Écoutez-les parler, de leur ombre fanée,
Comme si elle était à peine éclose encor,
Et bourgeonnant au vent, et conjurant le sort,
Dont les tout derniers jours se comptent en années.

Écoutez-les pleurer l'aurore abandonnée
Se moquant du soleil qui lentement s'endort
Au crépuscule avec ses rides parées d'or,
Oubliant l'aube éteinte et sa fraîche rosée.

Pendant qu'elle cuisine, il regarde le temps,
N'attendant rien d'autre, il renifle le vent,
Épiant le doux parfum et les odeurs de soupe,

Et lorsqu'enfin la voix l'invite à se nourrir
Il se lève rêveur, et recoiffe sa houppe
S'assied comme toujours, le foie prêt à mourir.

09/01/94

Les amoureux

Et la main dans la main, vous les voyez passer,
Comme un rai de fumée légère et alcaline,
Vous les voyez passer et une fée coquine
Embrase leur aura et vous les comprenez.

Puisqu'ils sont amoureux vous les comprenez :
Vous savez leur soleil et leurs lunes divines,
Vous connaissez leurs joies, leur auréole fine
Et la lumière bleue qui glisse sous leurs pieds.

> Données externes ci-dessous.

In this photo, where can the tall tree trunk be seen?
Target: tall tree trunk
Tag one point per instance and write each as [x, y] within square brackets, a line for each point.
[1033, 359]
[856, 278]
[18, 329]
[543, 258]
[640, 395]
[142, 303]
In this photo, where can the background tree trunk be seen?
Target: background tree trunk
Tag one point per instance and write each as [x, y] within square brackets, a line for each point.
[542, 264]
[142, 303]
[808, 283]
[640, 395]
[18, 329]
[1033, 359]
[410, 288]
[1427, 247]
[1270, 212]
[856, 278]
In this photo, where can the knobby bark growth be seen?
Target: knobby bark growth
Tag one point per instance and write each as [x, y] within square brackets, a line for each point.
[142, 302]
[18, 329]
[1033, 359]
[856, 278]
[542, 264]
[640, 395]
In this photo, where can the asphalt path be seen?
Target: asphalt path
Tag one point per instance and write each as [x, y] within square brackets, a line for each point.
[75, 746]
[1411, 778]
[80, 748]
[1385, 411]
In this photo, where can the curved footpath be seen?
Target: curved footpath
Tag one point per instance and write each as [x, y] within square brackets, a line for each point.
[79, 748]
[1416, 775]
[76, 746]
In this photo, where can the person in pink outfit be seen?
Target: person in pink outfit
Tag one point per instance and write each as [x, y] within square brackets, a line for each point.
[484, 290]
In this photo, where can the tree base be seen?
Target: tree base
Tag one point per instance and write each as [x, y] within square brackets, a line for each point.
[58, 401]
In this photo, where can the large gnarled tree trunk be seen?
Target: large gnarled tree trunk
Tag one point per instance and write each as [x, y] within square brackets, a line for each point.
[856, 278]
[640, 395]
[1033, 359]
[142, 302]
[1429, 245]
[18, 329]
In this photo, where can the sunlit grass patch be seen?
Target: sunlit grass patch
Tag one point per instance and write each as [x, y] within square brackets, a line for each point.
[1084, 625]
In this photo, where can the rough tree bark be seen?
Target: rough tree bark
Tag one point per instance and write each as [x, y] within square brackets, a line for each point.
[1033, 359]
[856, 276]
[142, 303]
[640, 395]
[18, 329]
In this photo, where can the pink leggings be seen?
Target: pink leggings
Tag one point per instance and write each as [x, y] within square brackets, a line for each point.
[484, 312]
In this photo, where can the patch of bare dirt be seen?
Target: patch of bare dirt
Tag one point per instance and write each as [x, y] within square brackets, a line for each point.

Et tous ces amoureux sont un soleil qui brille
Pour tous ceux qui les voient, un éclat qui pétille
Dans les yeux où ils sont, comme un vin capiteux.

À deux, ils ne sont qu'un : beauté universelle,
Chacun se reconnaît dans ce même être à deux
Car chacun est touché par le feu de leurs ailes.

10/01/94

Dieu

Tout a changé mon Dieu : je ne te cherche plus,
Je ne me pose plus d'âpres questions mystiques,
Peu m'importe aujourd'hui ta vie hypothétique,
Ta miséricorde et tes pouvoirs de salut.

Je ne me saoule plus au vin que tu as bu,
Tu ne m'enivres plus de ton calice antique,
Je me fous maintenant de ton sang chimérique,
De tes bannières en croix et de ton fils Jésus.

Car tu es du soleil, ta grandeur est astrale,
Et je suis imprégné d'existence animale.
Dans mes veines je sais que coule ton amour,

Que ma vie est bien là, sous le froid de ton glaive,
Je sais que chauff'nt en moi tes flocons alentours,
Que tu t'incrusteras dans chacun de mes rêves.

15/01/94

Fame

Il me reste à conquérir ces forêts de mémoires,
Il faudra les chercher et y graver son nom,
Gravir cet Olympe et y régner pour de bon
Et il faudra surtout domestiquer l'histoire.

Alors tous les succès tourneront leurs nageoires
Pour s'en venir plonger dans nos océans blonds
Abreuvés de pluie bleue, puis nous inonderont
Sans nous laisser le temps de goûter notre gloire.

Mais alors pour combien de temps serons-nous là,
En équilibre avant de retomber en bas ?
Car à peine arrivés, souffle déjà la bise,

Nos noms arénacés, balayés dans l'oubli
Redeviennent sable et la pauvre gloire acquise
S'efface lentement, tout est déjà fini.

30/01/94

War

Mon coeur, mon tendre amour, je ne partirai pas
Je préfère rester auprès de vos ombrelles,
Près de vous, loin des feux, ma douce demoiselle ;
Les batailles armées, je les laisse aux soldats.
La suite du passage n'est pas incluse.